Dudo mucho que un cuadro provoque en alguien la necesidad imperiosa de salir corriendo a vulnerar la inocencia de una crisálida, escribe la novelista Elvira Lindo en referencia a las críticas que levantó hace un tiempo el cuadro de Balthus titulado Thérèse soñando. Pienso que mi amiga Elvira tiene toda la razón, que la obscenidad, como en tantas otras situaciones en la vida, casi siempre está más en el que mira el cuadro que en su contenido.
Me quedé un buen rato frente a Thérèse soñando, comienza diciendo Lindo. No tanto ya para entregarme al disfrute de ese cuadro de Balthus que he visto tantas veces, sino por prestar oído a los comentarios de los visitantes que llegaban hasta él. Jubilados y excursionistas pueblan entre semana los museos. Unas mujeres comentaban, mírala ella, qué a gusto está. Un hombre informaba a otro de que en Nueva York ese cuadro está prohibido. ¿Por? “Porque a la niña se le ven las bragas”, respondía el informado. Y los dos se quedaban absortos, sopesando si la censura tiene alguna lógica o es otra excentricidad de los americanos. ¡Ajá!, así que para algunos se trata de un cuadro prohibido. Eso, sin duda, añade un aliciente a la visita, porque no hay mayor satisfacción que contemplar algo que a otros les es negado.
No andaba descaminado el hombre: la adolescente que dormita y abre las piernas distraídamente mostrando al espectador su ropa interior, soportó el año pasado una campaña de acoso ante la que el Metropolitan se vio finalmente forzado a responder. Una ejecutiva de las finanzas, viendo en el retrato que Balthus le hizo a su vecinita en 1938 la inequívoca mirada de un pedófilo, emprendió una recogida de firmas para que el cuadro fuera retirado. “¡No pido su destrucción!”, aclaró, pero sí al parecer una cámara acorazada para todas aquellas obras de arte que pueden perturbar nuestro sano juicio e incitarnos a la perversión. La iniciativa tuvo éxito de público, 10.000 firmas, pero no de crítica, ya que el museo estuvo firme al responder que el cuadro jamás sería retirado por una cuestión moral. Ahora, la célebre Thérèse ronronea en las salas del Museo Thyssen, y también otras púberes a las que el pintor retrató en esas posturas perezosas, felinas y sensuales tan propias de la preadolescencia, cuando aún no se sabe el alcance de lo que el propio cuerpo expresa.

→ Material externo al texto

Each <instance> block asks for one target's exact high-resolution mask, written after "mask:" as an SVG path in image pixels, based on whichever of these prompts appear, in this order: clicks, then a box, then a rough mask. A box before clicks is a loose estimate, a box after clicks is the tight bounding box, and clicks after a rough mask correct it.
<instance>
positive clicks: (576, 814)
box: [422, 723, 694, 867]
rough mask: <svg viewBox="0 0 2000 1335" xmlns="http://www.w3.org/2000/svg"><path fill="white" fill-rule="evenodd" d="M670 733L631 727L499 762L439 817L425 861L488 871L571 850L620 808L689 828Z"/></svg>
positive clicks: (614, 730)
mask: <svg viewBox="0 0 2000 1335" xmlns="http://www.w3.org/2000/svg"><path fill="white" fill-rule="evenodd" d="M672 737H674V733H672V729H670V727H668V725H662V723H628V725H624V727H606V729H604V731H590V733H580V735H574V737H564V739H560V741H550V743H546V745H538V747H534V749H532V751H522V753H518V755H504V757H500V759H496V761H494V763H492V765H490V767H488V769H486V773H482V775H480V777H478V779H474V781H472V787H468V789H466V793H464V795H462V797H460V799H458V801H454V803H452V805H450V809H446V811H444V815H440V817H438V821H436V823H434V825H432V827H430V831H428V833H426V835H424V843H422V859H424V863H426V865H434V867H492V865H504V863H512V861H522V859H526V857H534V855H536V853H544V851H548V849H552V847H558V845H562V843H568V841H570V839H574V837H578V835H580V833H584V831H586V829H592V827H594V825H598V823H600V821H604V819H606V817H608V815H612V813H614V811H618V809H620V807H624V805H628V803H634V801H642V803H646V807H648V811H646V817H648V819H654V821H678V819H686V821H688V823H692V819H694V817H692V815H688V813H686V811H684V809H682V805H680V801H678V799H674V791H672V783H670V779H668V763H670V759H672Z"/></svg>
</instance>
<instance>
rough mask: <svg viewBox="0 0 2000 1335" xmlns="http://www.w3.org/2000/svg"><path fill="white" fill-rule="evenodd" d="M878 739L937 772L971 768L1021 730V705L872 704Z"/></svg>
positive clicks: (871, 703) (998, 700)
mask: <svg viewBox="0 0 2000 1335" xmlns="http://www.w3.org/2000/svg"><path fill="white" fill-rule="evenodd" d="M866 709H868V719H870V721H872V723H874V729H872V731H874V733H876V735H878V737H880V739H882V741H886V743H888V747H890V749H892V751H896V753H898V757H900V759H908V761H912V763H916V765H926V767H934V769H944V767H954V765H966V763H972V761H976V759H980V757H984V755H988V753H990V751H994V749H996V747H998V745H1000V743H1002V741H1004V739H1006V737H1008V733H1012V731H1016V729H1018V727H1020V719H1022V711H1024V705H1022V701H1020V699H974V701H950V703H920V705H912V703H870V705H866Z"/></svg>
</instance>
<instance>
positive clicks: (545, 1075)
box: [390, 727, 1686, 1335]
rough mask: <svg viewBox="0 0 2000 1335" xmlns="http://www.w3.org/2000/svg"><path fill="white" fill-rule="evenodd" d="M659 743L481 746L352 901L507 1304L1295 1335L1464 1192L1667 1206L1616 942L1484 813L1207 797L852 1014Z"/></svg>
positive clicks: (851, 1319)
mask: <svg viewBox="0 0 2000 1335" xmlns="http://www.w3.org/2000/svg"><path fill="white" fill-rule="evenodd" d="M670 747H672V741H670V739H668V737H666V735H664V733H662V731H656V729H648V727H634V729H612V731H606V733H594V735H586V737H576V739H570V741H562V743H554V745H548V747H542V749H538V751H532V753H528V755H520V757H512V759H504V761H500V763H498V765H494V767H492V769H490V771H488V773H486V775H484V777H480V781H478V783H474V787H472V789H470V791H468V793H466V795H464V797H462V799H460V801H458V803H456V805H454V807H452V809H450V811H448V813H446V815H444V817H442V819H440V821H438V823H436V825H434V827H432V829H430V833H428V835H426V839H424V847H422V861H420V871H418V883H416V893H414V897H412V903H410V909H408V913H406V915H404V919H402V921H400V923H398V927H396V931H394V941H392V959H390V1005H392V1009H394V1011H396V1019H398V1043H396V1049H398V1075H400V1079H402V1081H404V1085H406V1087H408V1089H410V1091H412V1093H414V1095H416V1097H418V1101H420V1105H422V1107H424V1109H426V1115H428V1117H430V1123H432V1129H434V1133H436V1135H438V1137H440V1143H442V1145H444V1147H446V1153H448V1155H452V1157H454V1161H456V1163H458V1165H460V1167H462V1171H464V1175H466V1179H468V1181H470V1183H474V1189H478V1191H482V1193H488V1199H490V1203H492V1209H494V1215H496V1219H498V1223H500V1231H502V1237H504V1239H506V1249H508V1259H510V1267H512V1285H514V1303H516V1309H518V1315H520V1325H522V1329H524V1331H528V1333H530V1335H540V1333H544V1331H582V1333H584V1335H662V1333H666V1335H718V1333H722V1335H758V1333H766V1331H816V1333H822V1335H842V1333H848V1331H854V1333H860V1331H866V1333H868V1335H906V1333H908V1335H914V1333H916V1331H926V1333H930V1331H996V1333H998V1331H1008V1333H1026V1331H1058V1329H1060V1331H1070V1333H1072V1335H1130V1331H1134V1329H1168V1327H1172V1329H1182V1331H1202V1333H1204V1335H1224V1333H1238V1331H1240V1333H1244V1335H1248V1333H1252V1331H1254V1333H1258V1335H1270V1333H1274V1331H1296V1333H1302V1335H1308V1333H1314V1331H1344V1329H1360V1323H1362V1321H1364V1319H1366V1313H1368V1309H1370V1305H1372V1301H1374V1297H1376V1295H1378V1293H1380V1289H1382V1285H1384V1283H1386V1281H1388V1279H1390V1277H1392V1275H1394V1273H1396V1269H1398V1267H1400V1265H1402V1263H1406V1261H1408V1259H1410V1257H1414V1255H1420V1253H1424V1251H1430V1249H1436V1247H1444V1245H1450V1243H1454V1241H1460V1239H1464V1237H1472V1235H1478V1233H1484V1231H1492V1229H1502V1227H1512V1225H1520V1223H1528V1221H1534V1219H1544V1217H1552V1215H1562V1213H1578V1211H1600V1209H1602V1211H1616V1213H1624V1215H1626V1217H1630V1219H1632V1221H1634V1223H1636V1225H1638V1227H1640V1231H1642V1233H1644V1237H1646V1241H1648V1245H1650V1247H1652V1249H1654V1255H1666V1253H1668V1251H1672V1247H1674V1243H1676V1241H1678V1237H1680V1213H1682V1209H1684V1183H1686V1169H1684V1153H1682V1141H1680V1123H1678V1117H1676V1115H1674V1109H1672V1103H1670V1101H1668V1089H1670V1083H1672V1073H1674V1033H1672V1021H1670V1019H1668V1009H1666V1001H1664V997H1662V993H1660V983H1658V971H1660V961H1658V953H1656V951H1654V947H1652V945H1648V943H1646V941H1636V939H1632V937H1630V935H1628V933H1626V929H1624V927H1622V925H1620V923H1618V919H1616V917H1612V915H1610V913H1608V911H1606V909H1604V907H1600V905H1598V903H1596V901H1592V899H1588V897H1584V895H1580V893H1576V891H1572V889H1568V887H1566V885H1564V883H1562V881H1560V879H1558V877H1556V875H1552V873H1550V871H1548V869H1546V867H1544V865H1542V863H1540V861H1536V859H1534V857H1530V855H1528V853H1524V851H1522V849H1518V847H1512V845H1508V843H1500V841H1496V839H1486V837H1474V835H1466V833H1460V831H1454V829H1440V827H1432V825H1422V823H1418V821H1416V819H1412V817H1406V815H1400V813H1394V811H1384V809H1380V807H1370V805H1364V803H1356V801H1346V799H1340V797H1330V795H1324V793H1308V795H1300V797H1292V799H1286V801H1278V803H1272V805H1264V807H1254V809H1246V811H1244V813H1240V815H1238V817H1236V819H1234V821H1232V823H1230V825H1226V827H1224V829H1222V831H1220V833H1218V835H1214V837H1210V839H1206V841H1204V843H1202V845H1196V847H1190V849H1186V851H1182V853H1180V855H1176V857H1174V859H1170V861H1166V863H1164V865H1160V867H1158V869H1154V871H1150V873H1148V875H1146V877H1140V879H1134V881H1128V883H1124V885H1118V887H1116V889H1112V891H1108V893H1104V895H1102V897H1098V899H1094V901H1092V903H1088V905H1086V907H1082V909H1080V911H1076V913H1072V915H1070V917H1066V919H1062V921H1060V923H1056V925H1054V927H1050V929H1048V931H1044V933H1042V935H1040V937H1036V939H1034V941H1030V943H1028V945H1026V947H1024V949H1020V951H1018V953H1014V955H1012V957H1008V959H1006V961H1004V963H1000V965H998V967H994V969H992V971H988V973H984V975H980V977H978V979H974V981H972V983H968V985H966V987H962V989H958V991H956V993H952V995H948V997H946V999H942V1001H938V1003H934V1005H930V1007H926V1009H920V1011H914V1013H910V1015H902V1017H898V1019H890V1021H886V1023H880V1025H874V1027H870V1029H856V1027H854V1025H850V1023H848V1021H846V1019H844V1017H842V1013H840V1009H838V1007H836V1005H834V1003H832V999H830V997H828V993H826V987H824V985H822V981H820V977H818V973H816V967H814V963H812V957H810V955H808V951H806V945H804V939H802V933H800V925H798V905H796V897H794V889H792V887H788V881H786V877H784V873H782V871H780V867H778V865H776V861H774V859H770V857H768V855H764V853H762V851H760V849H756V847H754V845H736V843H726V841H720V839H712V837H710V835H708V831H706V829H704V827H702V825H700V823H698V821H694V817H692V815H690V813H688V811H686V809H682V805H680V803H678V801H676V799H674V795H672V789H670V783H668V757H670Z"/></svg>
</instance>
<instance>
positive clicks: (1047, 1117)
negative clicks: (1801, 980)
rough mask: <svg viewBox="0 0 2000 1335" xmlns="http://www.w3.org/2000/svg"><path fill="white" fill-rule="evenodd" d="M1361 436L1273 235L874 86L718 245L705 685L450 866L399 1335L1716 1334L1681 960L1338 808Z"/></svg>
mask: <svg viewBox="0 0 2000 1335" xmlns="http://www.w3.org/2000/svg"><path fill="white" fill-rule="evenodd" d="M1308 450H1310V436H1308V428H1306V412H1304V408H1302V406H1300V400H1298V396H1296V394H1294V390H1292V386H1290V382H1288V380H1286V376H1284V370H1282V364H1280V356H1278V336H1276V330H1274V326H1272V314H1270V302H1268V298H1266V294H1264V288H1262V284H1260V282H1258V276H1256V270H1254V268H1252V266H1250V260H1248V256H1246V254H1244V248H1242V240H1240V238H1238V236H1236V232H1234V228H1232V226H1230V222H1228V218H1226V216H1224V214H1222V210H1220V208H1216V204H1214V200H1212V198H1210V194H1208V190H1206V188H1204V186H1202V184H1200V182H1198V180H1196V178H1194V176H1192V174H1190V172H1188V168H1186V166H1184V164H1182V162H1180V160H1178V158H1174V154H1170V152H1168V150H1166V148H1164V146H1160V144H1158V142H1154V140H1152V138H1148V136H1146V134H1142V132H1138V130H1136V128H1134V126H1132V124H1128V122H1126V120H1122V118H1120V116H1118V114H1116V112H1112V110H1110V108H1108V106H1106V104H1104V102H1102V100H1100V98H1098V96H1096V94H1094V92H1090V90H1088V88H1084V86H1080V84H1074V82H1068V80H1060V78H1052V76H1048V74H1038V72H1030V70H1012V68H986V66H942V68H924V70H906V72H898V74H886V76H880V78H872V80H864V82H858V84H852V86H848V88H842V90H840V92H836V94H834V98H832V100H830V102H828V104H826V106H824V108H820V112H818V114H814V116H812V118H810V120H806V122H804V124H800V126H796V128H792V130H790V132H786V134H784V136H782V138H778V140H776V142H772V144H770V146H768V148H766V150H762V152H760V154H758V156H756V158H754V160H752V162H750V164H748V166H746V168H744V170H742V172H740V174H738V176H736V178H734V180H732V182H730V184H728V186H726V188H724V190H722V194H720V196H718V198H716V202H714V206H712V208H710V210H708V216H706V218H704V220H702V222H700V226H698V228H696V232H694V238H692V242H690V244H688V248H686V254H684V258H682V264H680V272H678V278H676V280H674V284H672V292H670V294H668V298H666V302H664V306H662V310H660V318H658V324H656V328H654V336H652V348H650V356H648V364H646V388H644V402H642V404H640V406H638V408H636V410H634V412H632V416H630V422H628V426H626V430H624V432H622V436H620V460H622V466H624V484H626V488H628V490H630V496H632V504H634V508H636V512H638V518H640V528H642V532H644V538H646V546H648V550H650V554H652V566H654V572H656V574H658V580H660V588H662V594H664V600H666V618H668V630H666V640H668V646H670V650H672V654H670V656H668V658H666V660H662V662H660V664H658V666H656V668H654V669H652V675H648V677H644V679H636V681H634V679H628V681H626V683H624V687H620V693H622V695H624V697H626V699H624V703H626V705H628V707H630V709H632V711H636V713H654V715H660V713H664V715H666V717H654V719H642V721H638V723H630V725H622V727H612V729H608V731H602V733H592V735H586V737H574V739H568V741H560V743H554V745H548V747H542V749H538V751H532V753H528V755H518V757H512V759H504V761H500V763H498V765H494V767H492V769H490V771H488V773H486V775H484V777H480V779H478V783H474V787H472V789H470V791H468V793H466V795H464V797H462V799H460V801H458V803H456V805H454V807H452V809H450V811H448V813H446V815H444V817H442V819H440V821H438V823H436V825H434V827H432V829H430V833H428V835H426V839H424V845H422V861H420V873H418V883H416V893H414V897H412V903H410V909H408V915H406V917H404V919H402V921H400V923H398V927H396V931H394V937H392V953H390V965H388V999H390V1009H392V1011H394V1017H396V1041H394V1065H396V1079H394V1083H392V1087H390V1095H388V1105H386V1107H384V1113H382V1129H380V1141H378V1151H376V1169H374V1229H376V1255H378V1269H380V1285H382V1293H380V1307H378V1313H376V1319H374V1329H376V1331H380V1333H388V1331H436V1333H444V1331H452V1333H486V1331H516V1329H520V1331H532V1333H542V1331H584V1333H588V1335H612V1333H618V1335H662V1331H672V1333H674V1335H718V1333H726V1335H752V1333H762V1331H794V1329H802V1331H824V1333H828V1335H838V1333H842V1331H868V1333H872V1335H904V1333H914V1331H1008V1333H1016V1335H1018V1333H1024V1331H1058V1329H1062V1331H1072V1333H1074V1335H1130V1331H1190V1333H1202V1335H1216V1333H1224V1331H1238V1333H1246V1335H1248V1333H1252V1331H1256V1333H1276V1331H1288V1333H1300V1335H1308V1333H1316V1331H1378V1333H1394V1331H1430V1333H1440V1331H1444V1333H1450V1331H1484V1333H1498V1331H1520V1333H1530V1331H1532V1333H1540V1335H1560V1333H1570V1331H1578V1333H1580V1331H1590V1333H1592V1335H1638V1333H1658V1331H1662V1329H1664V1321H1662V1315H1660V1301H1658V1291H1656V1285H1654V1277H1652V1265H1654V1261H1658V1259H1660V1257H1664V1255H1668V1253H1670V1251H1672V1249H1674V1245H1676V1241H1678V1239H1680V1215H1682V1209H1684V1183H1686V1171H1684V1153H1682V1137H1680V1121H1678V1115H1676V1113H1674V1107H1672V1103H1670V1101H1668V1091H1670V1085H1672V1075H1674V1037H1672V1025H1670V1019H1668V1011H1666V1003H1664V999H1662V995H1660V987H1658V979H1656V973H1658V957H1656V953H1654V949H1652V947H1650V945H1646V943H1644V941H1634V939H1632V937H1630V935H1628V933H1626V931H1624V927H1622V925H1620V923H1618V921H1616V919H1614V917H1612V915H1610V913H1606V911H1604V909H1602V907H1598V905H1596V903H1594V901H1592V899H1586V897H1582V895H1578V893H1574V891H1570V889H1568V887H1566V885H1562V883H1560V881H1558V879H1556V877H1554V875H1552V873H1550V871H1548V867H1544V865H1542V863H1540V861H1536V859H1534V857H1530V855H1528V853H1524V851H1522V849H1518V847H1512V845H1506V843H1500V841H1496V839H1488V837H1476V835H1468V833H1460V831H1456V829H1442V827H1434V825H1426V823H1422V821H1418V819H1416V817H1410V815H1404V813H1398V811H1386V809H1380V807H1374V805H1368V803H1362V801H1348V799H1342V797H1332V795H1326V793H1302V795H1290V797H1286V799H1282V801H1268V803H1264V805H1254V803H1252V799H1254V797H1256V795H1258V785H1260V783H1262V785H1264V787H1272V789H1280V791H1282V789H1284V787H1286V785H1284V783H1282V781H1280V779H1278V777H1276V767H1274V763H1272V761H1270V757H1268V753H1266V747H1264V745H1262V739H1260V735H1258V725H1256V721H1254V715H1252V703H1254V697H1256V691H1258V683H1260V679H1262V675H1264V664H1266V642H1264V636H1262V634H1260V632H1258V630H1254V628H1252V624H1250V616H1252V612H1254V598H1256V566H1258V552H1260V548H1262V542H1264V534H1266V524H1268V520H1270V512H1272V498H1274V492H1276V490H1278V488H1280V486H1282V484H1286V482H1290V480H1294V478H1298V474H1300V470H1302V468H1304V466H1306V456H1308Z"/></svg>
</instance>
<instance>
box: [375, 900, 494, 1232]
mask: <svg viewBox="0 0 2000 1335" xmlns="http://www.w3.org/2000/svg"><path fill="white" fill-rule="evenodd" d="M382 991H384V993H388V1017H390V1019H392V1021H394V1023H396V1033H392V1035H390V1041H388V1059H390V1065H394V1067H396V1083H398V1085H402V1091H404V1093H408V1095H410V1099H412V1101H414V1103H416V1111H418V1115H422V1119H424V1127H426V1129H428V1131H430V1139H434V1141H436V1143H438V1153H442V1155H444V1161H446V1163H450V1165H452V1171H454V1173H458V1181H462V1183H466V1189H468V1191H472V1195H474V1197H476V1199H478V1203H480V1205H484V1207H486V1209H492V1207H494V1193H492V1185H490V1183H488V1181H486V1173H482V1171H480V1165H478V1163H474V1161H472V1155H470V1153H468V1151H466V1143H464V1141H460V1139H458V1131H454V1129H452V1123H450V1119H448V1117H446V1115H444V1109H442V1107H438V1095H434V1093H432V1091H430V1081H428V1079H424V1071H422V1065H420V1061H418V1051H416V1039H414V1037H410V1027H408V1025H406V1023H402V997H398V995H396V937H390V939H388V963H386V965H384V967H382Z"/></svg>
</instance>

Para disculpar al artista, a cualquier artista que pise este campo minado, se suele apelar a la inocencia del pintor, que no alberga la suciedad que los puritanos le atribuyen. Pero, irónicamente, esa defensa bienintencionada de un artista contiene también otra perspectiva moral: el pintor jamás pensó en plasmar los primeros avisos de la sexualidad, es la mirada retorcida de mentes obsesionadas con el sexo la que vulnera la pureza de la niña.
Y yo me pregunto, ¿seguimos con que el sexo es sucio? Recuerdo con precisión mis primeras singulares fantasías, y haber observado luego con curiosidad y humor las expresiones de la revolución hormonal en los adolescentes a los que he educado. Me resisto a negarle a un artista el derecho a retratar este momento bellísimo de la vida, interesante por lo que tiene de fugaz y por la rara mezcla entre la actitud descarada y la involuntaria. A ver si para librar a las niñas de las intenciones de los perturbados les negamos aquello a lo que tienen tanto derecho como los varones: su sexualidad, esa fuente de goce y alegría que no se debe esconder ni negar. Y eso es lo que vio Balthus, esto es lo que retrató. Eso, que no es pecado sino maravilla.
Dudo mucho que un cuadro provoque en alguien la necesidad imperiosa de salir corriendo a vulnerar la inocencia de una crisálida. En un presente en el que los padres debieran controlar el tipo de “educación” sexual que están cediéndole al porno, es ridículo mezclar a Balthus con el MeToo. Igual que extender la idea de que todas las feministas somos unas puritanas.